Boswell? Had he heard that name before? This was getting more interesting by the minute.
“But that’s a three-hour drive. I won’t get back here until two in the morning.”
“Put a sock in it, son. We’re so close now, I can smell the money. Take the farm truck. Your car draws too much attention and you don’t want that.”
Luke shook his head in disgust. Adam had always been something of a bootlicker, but when had he so thoroughly become his father’s puppet?
“Of all the rotten timing. I spent a lot of money on my pirate outfit.” Maybe Adam would like some cheese to go with that whine.
“Shut up about your pirate costume. Dress up in the goddamned thing when you get back home,” the Colonel snapped. “You’ve got to leave within the hour. Meet me back here and I’ll have the money ready.”
Inside, a door opened and closed.
Luke pushed away from the oak and backtracked to the garage. He’d see his mother tomorrow at Grandma Pearl’s party. What the hell were his brother and father up to? Walking in and demanding answers would get him nowhere. Who, other than Olivia, had Adam planned to meet tonight at the party and what information did he need? And why would Adam willingly engage himself to a woman he referred to as an “ice princess”?
And what difference did any of it make? He could just walk away and pretend he’d never overheard that particular conversation. He’d head back home. Maybe stop off at Cecil’s Bar and Grill and throw some darts.
A full moon waited, heavy and ripe in the eastern sky, even as the sun edged toward the horizon. A familiar restlessness gripped him. He stepped into the cool dark of the garage and flipped on the lights.
Glimmering metal caught his eye. The scabbard housing the sword in Adam’s back seat, part of the pirate costume. Is this how pirates felt. Edgy? Restless? Seeking a treasure or excitement? Unsure of what they wanted, but knowing they wanted something? He’d felt this way all of his life. And it usually got him in trouble.
The eyepatch beckoned him.

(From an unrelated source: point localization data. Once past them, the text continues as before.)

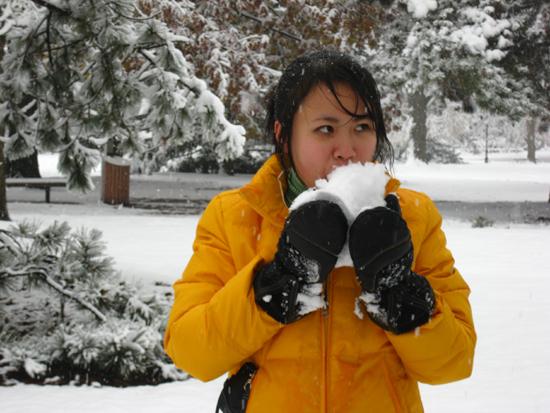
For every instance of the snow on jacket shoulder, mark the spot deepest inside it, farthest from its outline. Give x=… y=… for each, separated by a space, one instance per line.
x=325 y=362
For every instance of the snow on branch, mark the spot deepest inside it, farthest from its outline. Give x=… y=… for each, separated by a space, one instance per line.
x=103 y=73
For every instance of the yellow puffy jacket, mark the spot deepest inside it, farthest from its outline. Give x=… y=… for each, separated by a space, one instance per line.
x=328 y=361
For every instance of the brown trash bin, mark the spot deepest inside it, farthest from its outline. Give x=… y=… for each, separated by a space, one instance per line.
x=115 y=181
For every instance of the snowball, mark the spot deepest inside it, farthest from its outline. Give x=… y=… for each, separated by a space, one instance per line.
x=354 y=188
x=311 y=298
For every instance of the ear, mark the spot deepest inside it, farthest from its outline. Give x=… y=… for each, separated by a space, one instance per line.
x=277 y=130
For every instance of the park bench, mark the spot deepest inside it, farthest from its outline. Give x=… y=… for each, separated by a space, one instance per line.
x=40 y=183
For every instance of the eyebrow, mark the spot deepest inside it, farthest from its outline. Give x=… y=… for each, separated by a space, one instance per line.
x=332 y=119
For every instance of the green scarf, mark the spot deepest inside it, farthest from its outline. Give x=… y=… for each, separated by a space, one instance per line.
x=295 y=186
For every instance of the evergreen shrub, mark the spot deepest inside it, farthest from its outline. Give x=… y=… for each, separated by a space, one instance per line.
x=66 y=315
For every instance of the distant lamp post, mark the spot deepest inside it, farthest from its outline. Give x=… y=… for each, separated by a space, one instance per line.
x=487 y=143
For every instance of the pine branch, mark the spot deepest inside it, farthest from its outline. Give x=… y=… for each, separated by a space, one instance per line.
x=52 y=7
x=41 y=272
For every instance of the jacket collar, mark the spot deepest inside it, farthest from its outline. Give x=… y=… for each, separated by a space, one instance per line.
x=265 y=192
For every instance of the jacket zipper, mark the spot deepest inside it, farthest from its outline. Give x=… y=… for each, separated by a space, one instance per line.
x=325 y=325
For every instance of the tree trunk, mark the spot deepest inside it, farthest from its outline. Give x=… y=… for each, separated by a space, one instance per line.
x=530 y=139
x=4 y=216
x=23 y=168
x=419 y=131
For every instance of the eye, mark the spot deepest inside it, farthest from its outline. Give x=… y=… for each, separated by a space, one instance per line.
x=362 y=127
x=325 y=129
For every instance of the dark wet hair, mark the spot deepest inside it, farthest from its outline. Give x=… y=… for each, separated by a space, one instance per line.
x=327 y=67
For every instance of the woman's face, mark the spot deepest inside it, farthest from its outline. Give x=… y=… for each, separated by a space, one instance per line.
x=325 y=137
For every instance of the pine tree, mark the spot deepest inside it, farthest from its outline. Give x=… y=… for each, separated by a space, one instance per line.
x=443 y=51
x=76 y=76
x=68 y=316
x=529 y=52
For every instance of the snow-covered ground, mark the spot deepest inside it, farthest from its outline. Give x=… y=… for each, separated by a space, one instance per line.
x=507 y=267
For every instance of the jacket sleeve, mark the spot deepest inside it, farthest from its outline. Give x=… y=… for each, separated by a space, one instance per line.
x=442 y=350
x=215 y=323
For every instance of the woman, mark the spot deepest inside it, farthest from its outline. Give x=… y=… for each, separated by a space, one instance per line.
x=236 y=308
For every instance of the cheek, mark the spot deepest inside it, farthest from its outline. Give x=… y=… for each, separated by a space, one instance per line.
x=311 y=160
x=366 y=150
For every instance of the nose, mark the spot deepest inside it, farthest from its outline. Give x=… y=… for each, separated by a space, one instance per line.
x=344 y=149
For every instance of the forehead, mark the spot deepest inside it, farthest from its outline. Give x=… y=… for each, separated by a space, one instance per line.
x=339 y=100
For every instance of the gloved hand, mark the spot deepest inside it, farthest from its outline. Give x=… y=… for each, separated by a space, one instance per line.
x=396 y=299
x=308 y=248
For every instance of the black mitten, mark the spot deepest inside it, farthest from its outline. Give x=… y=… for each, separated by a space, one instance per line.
x=313 y=236
x=396 y=299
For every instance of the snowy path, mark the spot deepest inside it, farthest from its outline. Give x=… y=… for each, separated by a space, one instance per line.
x=506 y=266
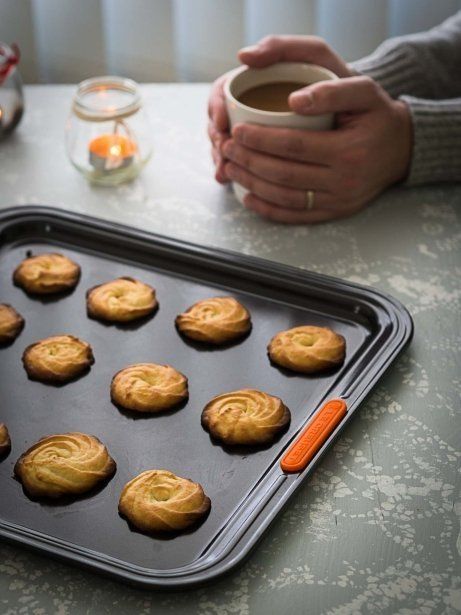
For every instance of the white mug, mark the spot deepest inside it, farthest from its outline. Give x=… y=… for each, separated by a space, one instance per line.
x=244 y=78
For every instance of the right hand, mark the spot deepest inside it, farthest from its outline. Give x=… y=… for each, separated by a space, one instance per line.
x=269 y=50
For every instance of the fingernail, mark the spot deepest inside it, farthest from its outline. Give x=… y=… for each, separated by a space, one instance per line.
x=238 y=132
x=250 y=49
x=227 y=149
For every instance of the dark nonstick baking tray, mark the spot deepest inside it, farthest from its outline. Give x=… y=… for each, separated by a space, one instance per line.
x=247 y=488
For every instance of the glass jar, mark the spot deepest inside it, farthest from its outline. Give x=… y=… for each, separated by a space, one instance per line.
x=11 y=98
x=108 y=136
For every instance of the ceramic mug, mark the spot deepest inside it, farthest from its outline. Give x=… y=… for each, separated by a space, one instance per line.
x=244 y=78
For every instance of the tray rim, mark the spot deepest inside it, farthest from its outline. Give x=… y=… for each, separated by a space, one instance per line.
x=201 y=571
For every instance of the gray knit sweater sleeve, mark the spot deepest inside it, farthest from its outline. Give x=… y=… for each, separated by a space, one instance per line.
x=424 y=70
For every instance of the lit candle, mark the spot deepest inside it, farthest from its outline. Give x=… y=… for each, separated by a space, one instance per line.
x=112 y=151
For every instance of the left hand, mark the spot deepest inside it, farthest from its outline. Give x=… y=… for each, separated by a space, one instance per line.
x=369 y=150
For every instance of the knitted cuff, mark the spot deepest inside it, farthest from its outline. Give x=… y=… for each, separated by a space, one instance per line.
x=437 y=140
x=395 y=68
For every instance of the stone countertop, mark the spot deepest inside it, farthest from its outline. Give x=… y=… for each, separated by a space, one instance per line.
x=377 y=527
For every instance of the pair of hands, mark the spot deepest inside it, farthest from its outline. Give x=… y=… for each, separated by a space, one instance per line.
x=369 y=149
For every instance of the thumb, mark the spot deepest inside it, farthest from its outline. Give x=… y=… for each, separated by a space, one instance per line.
x=349 y=94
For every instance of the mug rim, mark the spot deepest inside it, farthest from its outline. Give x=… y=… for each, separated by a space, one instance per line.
x=242 y=69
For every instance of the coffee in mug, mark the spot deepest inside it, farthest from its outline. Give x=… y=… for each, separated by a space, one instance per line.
x=288 y=77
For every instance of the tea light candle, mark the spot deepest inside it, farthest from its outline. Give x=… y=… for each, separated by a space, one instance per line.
x=111 y=151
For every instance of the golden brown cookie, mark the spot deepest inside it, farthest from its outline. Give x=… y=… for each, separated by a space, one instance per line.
x=46 y=274
x=160 y=501
x=246 y=416
x=216 y=320
x=57 y=359
x=5 y=442
x=121 y=300
x=64 y=464
x=148 y=387
x=11 y=323
x=307 y=349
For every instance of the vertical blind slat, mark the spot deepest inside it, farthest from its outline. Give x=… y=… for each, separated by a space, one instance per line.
x=263 y=17
x=354 y=28
x=16 y=26
x=139 y=40
x=192 y=40
x=419 y=15
x=208 y=35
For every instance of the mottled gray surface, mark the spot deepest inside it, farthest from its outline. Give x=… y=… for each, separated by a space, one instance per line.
x=377 y=529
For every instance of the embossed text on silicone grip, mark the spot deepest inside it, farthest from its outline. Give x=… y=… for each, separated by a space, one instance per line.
x=303 y=450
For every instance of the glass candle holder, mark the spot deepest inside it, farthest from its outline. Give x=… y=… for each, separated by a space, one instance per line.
x=108 y=135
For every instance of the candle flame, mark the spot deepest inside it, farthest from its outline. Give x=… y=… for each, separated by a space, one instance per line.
x=115 y=150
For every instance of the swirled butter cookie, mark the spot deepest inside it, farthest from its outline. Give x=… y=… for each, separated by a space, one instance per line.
x=11 y=323
x=216 y=320
x=5 y=442
x=64 y=464
x=160 y=501
x=246 y=416
x=57 y=359
x=121 y=300
x=46 y=274
x=148 y=387
x=307 y=349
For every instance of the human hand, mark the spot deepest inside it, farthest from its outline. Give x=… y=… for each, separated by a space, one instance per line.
x=268 y=51
x=345 y=168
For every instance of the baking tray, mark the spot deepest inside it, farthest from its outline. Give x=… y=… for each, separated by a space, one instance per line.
x=247 y=488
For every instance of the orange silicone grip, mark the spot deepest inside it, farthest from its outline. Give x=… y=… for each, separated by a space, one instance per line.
x=304 y=449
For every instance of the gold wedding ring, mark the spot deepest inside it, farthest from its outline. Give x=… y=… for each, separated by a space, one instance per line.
x=310 y=199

The scabbard flashed her beguiling jewels. The dark wig was about the same length as his own shoulder-length hair. They entreated him, calling to the always-lurking wildness in his soul. A slow smile edged his mouth as an idea took hold.
The car. The costume. The country club. The companion. Opportunity knocked and Luke answered. Could he pull it off? He and Adam sounded alike, and they were about the same build. Luke was darker than Adam, but with low lighting and a costume, if he could figure out who the mystery contact was, he might get some answers. Perhaps a dance or two with Olivia. Then, if he dropped some information her way, it shouldn’t be misconstrued as some misguided attempt at chivalry. It would constitute a leveling of the playing field.
Why the hell not? What could be more befitting of a pirate? And what could go wrong in a couple of hours out of one night?